I recently received an invitation that contained a thought-provoking quote by natural cookbook author Alice Devine Loebel: "Put your energies into sustaining the system that sustains you."
The invitation was for the second annual Building the Community of Organic Growers, Retailers, Wholesalers & Consumers gathering, a meeting to continue a conversation that began at the Eco-Farm Conference in 2000. There, it became evident that we needed to work together if we were to make sustainable farming economically sustainable for the growers, retailers and wholesalers involved. So Paul Cultrera, the general manager of Sacramento Natural Foods Co-op, invited all interested parties to meet at the store to expand the dialogue.
The first meeting attracted a large group of growers, retailers, wholesalers, educators and brokers and ended with a commitment to develop stronger relationships and communication.
Sacramento Natural took the lead again this year and held a second meeting. About 50 people attended, and it brought together veterans and respected industry participants in Northern California sustainable agriculture—growers Full Belly and The Apple Farm; wholesaler Veritable Vegetable; distributor UNFI's Mountain Peoples Warehouse; farming organizations Rural Development Center, Agriculture and Land-Based Training Association, and Community Alliance with Family Farmers; and a group of cooperatives and retailers.
The group divided in two—one part dealing with fair trade for farmers and the other with consumer education.
Reports From The Field
Creating a communication network for pricing volume and quality issues using computer links, market reports and other resources was seen as key. The group also discussed developing a fair trade farming label to ensure consumers that farmers are part of a network that is paid fair prices for proper land stewardship and good labor practices. The group's idea was to take fair trade beyond the organic rule.
Creating a dynamic, cost-effective cooperative consumer education and marketing program that would connect farming, food, health, social justice and the environment was seen to be of primary importance. Participants agreed to write a one-page synopsis of the day's discussion and progress and to develop an e-mail network to communicate progress and continue the dialogue over the next year.
As I've written before, confronting these issues, and continuing the dialogue that goes along with them, is essential to the health and future of sustainable and organic agriculture. In the past, businesses often tried to do it alone; but as the industry has grown, it's become increasingly evident that partnerships and collectives are essential. I applaud the leadership shown by Sacramento Natural to initiate the dialogue, and the willingness of participants to take time out of their busy schedules and to put aside competitive differences to work for the good of the organic and sustainable cause. Perhaps this can serve as an example to others in different regions of the country to do the same. Then we all will be following the advice of Alice Devine Loebel.

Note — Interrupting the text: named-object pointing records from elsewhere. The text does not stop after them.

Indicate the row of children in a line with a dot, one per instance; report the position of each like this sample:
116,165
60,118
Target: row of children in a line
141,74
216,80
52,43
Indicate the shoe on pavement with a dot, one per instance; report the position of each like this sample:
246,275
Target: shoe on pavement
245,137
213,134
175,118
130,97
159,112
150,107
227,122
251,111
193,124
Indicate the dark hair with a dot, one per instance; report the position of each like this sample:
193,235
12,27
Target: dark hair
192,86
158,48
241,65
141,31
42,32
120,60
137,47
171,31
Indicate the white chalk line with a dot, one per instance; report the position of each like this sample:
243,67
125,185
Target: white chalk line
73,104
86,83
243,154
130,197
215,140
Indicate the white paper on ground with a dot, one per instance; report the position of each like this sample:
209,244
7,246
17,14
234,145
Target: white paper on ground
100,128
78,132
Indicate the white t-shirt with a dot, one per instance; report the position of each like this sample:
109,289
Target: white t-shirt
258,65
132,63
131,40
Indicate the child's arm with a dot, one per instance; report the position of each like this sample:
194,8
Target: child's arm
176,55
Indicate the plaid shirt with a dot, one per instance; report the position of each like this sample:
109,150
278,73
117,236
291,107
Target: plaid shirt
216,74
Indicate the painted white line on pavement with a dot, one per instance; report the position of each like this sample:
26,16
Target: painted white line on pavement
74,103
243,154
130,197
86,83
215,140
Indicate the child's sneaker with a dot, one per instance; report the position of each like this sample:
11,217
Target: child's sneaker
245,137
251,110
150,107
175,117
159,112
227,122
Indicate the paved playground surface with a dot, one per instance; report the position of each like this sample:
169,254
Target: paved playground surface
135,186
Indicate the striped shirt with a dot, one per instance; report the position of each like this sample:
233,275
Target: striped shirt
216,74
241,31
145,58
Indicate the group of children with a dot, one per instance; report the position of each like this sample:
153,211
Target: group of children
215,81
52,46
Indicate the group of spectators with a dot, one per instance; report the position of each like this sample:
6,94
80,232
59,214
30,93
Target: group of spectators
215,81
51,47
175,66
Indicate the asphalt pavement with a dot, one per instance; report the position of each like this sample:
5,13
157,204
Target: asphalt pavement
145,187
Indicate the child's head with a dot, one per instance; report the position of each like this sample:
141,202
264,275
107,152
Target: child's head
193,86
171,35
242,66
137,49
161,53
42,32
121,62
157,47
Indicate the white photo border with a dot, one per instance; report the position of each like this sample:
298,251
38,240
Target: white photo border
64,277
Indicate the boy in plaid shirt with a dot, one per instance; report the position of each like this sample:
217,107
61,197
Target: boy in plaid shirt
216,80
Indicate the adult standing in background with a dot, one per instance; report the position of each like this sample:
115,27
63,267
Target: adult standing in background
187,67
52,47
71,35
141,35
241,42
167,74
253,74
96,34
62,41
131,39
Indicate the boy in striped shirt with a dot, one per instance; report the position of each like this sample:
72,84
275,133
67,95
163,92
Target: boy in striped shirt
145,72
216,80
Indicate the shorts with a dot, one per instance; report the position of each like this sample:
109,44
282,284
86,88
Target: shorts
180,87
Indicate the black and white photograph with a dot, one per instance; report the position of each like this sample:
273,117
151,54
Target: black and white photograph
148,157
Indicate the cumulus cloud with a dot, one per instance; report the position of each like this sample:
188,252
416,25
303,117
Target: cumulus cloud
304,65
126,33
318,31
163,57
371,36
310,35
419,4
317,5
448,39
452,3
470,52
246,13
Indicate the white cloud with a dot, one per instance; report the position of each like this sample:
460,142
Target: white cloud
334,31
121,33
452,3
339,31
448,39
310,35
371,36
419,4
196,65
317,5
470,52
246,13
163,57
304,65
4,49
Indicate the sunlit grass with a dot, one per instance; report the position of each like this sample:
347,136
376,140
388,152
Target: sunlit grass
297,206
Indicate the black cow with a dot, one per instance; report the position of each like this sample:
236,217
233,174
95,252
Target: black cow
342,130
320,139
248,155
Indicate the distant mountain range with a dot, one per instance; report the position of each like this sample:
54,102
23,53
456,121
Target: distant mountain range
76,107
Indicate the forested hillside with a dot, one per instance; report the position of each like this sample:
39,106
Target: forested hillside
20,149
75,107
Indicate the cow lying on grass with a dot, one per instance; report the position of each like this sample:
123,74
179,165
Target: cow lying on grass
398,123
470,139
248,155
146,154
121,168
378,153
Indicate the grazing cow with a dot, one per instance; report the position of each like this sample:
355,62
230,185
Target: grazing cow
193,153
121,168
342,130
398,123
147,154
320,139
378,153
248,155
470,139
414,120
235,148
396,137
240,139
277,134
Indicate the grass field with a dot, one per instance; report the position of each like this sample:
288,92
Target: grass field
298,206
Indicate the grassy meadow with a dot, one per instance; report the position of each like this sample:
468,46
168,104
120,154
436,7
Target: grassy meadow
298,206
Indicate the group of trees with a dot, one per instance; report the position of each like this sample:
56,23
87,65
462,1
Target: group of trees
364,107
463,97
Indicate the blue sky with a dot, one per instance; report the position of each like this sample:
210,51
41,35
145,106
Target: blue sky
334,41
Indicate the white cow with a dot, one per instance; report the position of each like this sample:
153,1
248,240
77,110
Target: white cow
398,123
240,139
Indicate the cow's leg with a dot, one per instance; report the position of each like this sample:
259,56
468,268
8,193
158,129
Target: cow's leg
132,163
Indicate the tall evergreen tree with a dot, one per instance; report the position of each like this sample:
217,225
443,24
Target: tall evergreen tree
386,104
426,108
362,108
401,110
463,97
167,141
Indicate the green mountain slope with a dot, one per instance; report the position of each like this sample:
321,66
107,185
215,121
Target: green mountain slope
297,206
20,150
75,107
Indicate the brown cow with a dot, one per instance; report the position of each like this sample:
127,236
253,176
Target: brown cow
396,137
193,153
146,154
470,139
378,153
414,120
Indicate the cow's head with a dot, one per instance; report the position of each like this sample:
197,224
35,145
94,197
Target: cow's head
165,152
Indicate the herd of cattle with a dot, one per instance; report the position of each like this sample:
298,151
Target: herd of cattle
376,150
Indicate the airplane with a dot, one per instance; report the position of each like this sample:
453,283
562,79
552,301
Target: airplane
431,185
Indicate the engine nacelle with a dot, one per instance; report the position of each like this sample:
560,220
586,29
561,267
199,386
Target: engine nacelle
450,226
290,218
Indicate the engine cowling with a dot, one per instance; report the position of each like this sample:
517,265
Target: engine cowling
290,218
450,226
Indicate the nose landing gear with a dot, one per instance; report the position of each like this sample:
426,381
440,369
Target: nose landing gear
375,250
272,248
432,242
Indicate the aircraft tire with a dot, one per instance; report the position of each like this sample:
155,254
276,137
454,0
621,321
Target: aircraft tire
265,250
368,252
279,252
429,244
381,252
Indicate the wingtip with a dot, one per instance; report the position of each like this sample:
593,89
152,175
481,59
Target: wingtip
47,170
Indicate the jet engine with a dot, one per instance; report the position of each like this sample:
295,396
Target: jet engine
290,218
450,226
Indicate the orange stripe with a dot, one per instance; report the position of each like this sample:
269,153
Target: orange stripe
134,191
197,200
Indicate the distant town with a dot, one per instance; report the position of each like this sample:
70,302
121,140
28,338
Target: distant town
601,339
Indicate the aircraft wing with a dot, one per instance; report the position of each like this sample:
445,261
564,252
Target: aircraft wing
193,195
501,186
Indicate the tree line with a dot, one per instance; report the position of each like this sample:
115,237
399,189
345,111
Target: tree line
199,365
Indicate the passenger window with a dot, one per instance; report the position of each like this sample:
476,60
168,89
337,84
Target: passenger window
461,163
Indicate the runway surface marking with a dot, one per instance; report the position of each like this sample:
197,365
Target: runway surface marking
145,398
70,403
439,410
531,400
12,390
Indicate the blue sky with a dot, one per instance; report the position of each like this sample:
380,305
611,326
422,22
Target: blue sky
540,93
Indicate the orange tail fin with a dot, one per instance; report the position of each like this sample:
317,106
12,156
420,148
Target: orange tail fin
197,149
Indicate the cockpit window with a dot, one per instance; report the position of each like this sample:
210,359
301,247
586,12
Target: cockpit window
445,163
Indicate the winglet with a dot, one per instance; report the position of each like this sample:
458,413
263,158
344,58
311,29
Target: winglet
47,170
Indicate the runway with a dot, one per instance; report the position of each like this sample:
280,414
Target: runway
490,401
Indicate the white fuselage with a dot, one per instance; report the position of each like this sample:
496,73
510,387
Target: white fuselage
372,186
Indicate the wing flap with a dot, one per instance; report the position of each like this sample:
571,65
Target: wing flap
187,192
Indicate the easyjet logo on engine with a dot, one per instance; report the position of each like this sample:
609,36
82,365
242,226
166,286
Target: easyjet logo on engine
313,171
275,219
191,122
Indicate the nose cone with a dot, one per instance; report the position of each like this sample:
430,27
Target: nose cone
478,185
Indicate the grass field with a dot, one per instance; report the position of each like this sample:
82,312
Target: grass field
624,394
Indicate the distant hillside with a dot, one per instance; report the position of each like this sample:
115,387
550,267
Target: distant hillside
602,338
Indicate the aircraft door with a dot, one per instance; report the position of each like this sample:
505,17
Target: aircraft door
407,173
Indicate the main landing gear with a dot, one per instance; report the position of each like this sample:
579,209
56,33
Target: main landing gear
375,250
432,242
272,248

Resource For Staff, Shoppers
I recently viewed a video, Organic Agriculture & Food, created by California Certified Organic Farmers' Marketing Director Helge Hellberg. The 40-minute video covers the history of organics and a range of other subjects—current organic regulations, labeling, certification procedures, pest management, livestock treatment, nutrition, and the differences between nonorganic and organic agriculture and food. The video could be a valuable resource for retailers facing the challenge of employee turnover.
In addition to educating staff, it could be beneficial for customers who want to know more about organic food.